State v. Mitchell, 170 Mo. 633, 71 S.W. 175 (1902), is a precedent-setting decision of the Supreme Court of Missouri which is part of the body of case law involving the prosecution of failed attempts to commit a crime. In United States law, cases involving failed criminal attempts can bring up interesting legal issues of whether the crime was unsuccessful due to factual impossibility or to legal impossibility.
Mistakes of fact was rarely an adequate defense at common law. In the United States, 37 states have ruled out mistake of fact as a defense to charges of attempt. Mistakes of law have proved a more successful defense.
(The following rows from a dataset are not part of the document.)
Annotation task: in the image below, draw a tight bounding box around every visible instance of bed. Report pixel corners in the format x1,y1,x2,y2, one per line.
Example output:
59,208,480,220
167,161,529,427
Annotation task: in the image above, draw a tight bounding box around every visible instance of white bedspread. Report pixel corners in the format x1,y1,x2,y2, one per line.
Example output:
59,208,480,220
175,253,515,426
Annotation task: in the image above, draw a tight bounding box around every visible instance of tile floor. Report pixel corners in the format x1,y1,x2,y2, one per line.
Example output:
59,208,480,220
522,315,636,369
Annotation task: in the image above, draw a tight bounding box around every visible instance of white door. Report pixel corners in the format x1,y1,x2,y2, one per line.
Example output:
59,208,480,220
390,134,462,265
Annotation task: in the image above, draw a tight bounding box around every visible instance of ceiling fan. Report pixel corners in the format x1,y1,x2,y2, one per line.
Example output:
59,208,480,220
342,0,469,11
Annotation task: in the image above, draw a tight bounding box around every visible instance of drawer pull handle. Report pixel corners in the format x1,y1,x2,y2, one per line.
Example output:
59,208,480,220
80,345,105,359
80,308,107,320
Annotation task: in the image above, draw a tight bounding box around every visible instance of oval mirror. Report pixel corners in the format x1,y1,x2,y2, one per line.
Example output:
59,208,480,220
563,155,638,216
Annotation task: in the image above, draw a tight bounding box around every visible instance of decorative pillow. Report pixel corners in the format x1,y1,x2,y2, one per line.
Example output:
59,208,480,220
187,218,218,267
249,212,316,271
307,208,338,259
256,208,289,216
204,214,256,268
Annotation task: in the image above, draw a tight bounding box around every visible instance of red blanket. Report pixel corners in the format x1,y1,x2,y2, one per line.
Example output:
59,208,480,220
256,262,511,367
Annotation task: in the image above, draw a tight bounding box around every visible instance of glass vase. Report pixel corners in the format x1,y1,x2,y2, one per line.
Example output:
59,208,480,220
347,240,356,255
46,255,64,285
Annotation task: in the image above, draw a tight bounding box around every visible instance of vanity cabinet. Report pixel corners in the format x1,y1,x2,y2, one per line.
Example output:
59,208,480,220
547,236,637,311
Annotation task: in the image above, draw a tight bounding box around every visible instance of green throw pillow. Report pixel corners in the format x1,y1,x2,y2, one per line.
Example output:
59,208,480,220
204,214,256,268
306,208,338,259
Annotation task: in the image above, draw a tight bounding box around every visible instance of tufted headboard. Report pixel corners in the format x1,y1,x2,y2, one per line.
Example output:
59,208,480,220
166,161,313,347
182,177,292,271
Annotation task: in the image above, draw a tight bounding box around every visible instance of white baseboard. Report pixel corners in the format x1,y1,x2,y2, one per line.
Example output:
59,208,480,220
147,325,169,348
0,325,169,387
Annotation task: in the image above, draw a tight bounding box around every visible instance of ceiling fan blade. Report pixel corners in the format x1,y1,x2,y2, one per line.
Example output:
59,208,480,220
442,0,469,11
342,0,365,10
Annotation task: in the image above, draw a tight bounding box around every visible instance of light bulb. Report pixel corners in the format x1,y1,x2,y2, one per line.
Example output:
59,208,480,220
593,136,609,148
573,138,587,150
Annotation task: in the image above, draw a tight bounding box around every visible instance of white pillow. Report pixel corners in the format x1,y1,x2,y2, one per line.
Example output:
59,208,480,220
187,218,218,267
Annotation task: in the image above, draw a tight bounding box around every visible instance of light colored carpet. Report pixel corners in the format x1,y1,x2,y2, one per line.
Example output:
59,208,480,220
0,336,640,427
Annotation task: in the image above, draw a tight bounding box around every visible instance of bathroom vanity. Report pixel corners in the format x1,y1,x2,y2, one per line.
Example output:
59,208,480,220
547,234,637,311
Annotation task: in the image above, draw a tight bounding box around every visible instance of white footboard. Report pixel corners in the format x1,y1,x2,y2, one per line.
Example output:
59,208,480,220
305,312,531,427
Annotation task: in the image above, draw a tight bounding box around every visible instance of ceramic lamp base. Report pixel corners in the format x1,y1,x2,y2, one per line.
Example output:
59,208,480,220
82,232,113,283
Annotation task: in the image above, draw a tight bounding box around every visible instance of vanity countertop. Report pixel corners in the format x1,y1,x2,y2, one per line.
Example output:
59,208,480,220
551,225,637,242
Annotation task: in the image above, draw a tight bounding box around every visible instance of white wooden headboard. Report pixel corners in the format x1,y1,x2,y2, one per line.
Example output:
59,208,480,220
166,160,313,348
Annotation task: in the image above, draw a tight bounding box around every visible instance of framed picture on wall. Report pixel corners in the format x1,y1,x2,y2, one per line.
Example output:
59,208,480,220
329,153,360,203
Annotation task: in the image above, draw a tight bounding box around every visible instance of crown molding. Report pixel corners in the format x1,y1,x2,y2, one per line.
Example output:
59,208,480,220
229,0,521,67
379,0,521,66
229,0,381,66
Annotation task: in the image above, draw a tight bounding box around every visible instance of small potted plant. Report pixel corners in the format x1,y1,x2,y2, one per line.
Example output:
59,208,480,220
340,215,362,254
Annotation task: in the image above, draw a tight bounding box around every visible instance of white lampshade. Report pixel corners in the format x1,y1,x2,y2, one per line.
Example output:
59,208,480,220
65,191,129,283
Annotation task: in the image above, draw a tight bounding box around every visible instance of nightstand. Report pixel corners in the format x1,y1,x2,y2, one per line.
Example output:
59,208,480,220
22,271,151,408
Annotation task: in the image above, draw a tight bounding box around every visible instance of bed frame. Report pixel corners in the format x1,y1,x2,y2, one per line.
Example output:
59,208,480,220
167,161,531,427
A "factual" impossibility occurs when, at the time of the attempt, the facts make the intended crime impossible to commit, even though the defendant is unaware of this when the attempt is made. In People v. Lee Kong, 95 Cal. 666, 30 P. 800 (1892), a case from the Supreme Court of California, the defendant was found guilty of attempted murder for shooting at a hole in the roof, believing his victim to be there, and indeed, where his victim had been only moments before but was not at the time of the shooting. Another case involving the defense of factual impossibility is the Supreme Court of Pennsylvania's decision in Commonwealth v. Johnson, 167 A. 344, 348 (Pa. 1933), in which a wife intended to put arsenic in her husband's coffee but by mistake added the customary sugar instead. Later, she felt repentant and confessed her acts to the police. She was arrested, tried, and convicted of attempted murder. In United States v. Thomas, 13 U.S.C.M.A. 278 (1962), the United States Court of Military Appeals held that men who believed they were raping a drunken, unconscious woman were guilty of attempted rape, even though the woman was actually dead at the time the sexual intercourse took place.